Kenny's pay package was just about the same as the $427,600 package given to the president of the University at Buffalo, often considered Stony Brook's peer. But Buffalo's president received a $25,000 increase over the previous year. Stony Brook and Buffalo's top salaries were well above that given to the president of Binghamton. She received $344,500, a $10,000 increase over the previous year.
Kenny's compensation package included a car and the use of a house, as it has in other years. Her package was significantly less than that of the highest-paid public university president - Ohio State's E. Gordon Gee. He took in a whopping $1.58 million in the fiscal year ended June, 2009. Other top earners included the presidents of flagship public universities in Washington State, Delaware and Virginia.
In all, the presidents' salaries rose a modest 2.3 percent from the 2007-08 school year to the 2008-09 school year, according to the survey of 185 public research universities and community colleges. The median compensation was $436,111 - close to what Stony Brook paid.
The survey did not include smaller four-year campuses such as SUNY campuses at Farmingdale and Old Westbury.
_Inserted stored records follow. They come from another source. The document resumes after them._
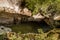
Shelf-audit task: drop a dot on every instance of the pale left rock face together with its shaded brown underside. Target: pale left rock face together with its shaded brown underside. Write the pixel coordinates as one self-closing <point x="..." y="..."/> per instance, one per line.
<point x="10" y="9"/>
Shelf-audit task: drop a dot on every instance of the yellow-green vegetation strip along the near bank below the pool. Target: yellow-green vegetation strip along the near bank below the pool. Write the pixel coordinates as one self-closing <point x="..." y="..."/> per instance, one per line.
<point x="51" y="35"/>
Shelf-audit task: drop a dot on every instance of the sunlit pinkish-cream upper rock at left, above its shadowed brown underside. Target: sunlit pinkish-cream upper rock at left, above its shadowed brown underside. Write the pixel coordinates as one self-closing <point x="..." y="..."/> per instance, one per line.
<point x="13" y="6"/>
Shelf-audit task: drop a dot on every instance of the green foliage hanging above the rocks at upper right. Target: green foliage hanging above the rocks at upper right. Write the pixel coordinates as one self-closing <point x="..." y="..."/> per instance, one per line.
<point x="36" y="5"/>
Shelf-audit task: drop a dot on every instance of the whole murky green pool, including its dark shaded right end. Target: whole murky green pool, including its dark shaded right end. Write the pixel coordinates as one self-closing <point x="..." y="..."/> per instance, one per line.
<point x="32" y="27"/>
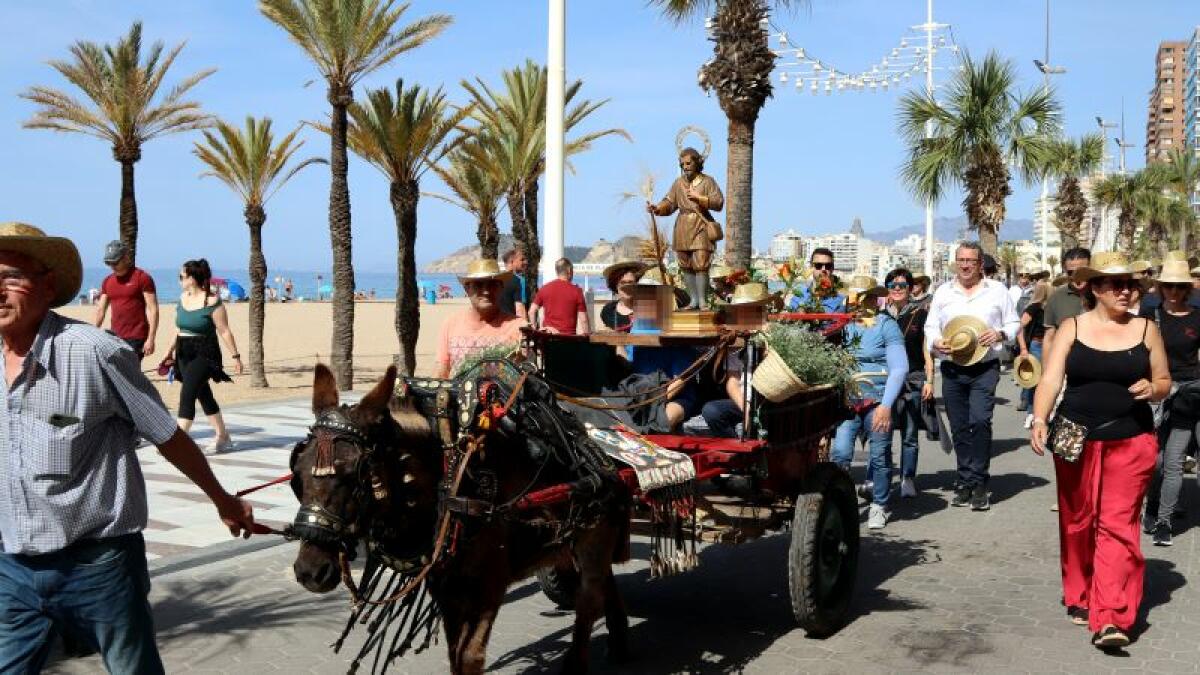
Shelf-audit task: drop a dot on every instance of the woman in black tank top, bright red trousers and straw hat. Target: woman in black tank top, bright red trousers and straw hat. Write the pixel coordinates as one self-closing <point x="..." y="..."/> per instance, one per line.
<point x="1115" y="365"/>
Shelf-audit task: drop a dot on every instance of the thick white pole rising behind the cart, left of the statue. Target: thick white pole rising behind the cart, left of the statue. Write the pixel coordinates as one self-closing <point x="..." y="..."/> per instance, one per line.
<point x="556" y="74"/>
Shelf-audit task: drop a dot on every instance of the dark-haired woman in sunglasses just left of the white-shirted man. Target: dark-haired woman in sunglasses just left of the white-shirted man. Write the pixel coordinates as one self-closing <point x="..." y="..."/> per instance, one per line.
<point x="920" y="383"/>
The survey also found that former Nassau Community College president Sean Fanelli made a total of $313,331 last year, while former Suffolk County Community College president Shirley Robinson Pippins made $237,056. Spokesmen for Nassau and Suffolk Community Colleges didn't respond to e-mails last night.
Cutting or freezing presidential salaries at Stony Brook "won't balance the books," said Scott Jaschik, editor of Inside Higher Ed, which also monitors campuses. "But SUNY has taken quite a beating, and the presidents' salaries take on great symbolic value."